Jinhua’s wealthiest son-in-law laments that leading mainland enterprises are also affected.

The son-in-law of Shao Qinxiang, founder of the Huayuan Group, known as the “richest man in Jinhua,” stated that mainland China’s leading enterprises are also facing intense competition.

Huayuan Group is one of the world’s largest suppliers of Vitamin D, as well as a provider of textiles, construction materials, and a mature copper processing plant. According to the 2024 Hurun Global Rich List, Shao Qinxiang ranks 1577th globally with assets of 16.5 billion, earning him the titles of “richest man in Jinhua” or “richest man in Dongyang.”

His son-in-law, Pan Jianfeng, serves as the Chairman of Zhejiang Huayuan New Energy Co., Ltd., a company established with a 200 million yuan investment from Huayuan in 2017.

In a recent interview with Bloomberg, Pan Jianfeng mentioned that the competition had been overly intense in the past two years. The company he manages is a medium-sized copper processing company that has shifted its focus from traditional copper processing to producing high-performance copper foil.

Pan previously worked as a journalist for China Daily and later pursued his studies in the United States. Upon returning to China with a Master of Business Administration degree, he advised Shao Qinxiang to shift from traditional copper products to producing foil materials essential for technology companies.

His recommendation proved successful as the company quickly became a supplier to BYD electric vehicles and CATL battery company. However, he did not anticipate that other companies would quickly emulate their approach and products.

“Many companies enter a constantly evolving industry. At some point, there will be significant filtering, and only the strong will survive,” he told Bloomberg.

As other companies followed suit in the same business, the industry faced oversupply issues, leading to significant losses for many enterprises and forcing them into a tough market reshuffle.

In theory, China’s demand for copper is expected to significantly increase in the future, benefiting copper factories. However, Pan Jianfeng’s experience shows that the impacts of economic imbalance extend even to pioneering or near-frontier enterprises.

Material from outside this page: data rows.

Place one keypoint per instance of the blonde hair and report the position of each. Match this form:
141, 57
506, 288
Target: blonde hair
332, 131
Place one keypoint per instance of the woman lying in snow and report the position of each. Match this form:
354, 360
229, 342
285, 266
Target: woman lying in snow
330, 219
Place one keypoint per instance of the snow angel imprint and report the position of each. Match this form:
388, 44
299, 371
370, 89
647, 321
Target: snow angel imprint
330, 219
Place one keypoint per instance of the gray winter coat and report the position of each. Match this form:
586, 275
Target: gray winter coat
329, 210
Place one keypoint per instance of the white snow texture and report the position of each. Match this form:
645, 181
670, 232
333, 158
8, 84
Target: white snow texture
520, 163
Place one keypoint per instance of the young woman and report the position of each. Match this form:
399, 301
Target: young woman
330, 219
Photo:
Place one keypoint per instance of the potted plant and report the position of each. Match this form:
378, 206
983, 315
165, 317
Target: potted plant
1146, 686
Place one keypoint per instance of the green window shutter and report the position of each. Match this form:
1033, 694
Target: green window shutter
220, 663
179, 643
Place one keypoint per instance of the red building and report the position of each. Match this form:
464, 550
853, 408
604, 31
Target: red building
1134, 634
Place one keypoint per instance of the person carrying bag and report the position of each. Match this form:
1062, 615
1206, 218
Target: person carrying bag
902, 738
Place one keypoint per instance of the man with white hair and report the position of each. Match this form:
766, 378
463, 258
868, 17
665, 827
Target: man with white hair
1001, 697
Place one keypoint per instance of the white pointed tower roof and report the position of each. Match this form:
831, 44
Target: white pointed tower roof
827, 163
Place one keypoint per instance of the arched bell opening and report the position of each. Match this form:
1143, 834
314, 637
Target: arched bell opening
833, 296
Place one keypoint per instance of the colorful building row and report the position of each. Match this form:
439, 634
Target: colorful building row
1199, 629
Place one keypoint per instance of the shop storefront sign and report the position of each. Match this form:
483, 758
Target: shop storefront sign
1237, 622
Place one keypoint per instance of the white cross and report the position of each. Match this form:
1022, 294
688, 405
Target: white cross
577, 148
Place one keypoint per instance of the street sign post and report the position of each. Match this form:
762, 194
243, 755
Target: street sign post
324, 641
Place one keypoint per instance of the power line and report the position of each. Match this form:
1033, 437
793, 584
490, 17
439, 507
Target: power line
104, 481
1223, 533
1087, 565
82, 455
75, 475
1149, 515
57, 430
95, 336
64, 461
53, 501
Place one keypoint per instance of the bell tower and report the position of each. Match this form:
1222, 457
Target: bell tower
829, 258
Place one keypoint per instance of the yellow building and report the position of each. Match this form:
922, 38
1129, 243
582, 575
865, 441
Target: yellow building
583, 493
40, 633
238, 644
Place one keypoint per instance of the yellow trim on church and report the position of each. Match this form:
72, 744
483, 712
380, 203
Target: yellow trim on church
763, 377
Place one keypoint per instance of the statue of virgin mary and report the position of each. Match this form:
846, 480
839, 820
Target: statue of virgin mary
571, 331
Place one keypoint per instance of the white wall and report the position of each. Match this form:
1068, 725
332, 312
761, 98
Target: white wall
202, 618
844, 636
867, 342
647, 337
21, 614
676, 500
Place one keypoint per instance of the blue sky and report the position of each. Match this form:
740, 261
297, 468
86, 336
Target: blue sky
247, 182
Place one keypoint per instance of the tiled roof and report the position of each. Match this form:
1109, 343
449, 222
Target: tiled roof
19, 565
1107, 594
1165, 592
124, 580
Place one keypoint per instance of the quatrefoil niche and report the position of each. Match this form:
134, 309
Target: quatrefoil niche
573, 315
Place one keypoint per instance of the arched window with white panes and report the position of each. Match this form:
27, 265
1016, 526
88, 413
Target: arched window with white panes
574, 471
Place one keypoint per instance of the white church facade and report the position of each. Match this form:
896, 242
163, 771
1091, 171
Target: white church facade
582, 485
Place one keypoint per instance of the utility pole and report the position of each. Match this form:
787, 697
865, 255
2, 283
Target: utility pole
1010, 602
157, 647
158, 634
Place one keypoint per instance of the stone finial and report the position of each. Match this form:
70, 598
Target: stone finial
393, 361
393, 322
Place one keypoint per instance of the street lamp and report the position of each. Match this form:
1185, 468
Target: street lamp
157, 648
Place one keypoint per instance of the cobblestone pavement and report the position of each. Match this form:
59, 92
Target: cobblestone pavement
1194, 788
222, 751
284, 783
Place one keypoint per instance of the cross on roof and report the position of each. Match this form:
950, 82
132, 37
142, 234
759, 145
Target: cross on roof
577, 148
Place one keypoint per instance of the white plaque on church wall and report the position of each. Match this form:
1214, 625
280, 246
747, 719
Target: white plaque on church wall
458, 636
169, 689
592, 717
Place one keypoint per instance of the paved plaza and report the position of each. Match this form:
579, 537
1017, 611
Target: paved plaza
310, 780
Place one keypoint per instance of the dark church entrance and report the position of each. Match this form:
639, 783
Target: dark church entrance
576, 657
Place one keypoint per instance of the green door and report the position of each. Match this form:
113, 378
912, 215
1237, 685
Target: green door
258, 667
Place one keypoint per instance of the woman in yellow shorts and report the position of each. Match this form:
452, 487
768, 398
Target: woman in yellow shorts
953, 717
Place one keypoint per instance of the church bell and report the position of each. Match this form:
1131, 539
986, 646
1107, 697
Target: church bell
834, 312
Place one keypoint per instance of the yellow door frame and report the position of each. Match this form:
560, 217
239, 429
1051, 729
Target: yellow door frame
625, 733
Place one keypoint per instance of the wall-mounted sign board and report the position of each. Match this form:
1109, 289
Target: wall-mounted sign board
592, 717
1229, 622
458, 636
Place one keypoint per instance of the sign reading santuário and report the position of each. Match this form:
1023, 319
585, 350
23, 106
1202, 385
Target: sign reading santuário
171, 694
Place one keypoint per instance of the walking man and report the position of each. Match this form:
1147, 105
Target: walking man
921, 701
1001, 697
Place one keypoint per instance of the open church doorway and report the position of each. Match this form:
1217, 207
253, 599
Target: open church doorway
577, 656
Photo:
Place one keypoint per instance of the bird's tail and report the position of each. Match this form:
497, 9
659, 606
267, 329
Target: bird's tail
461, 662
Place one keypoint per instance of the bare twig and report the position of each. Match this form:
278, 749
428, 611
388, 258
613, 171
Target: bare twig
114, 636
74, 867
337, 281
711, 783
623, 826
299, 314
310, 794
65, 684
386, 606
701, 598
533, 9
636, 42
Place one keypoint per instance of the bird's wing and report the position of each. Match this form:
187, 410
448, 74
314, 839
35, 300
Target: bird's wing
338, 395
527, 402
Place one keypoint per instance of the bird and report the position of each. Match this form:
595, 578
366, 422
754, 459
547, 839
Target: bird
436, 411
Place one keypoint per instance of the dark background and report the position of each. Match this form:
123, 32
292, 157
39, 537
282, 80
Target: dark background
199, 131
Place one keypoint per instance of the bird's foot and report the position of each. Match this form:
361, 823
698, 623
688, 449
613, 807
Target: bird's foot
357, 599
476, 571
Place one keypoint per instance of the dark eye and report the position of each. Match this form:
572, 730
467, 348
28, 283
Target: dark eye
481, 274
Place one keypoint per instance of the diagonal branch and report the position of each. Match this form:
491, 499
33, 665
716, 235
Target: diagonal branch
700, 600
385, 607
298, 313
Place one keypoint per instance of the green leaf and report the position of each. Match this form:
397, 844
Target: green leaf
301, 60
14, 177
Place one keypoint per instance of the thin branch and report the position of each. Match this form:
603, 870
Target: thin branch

“The market is relatively small, but the growth is very rapid,” he noted.

The excess capacity forced his company to strive to attract attention in Beijing while aiming to avoid becoming a casualty of the Communist Party’s so-called “new productive forces” campaign. Similar dynamics of excess capacity have appeared in other industries selected by the CCP leadership.

Pan Jianfeng concluded that the key is to find ways for the company to survive and differentiate itself from other businesses.

Jay Shambaugh, Deputy Secretary for International Affairs at the U.S. Treasury Department, mentioned the impact of China during a public speech in New York on July 10. He cited an example from 2008 to 2013 when China aggressively developed solar panel manufacturing, leading to an 80% decline in international prices and bankruptcies. Despite this, China’s solar production continues to expand with low-interest loans supported by the Communist government.

Such policies harm overseas markets and also intensify the internal competition among Chinese businesses.

Currently, the proportion of loss-making industrial enterprises in China is at its highest level in recent years, with the total number of such enterprises reaching the highest point since the 1990s. Additionally, all efficiency indicators for sub-industries with data have declined in the past decade.

“These situations wouldn’t occur in a normal market economy,” Shambaugh said. “What we see is a fundamental distortion driven by government policies.”

The official pointed out that China’s significant economic imbalances lead to spillover effects, but the non-market policies and practices of the CCP further distort the market, weaken fair competition, concentrate spillover effects in certain industries, and amplify these impacts.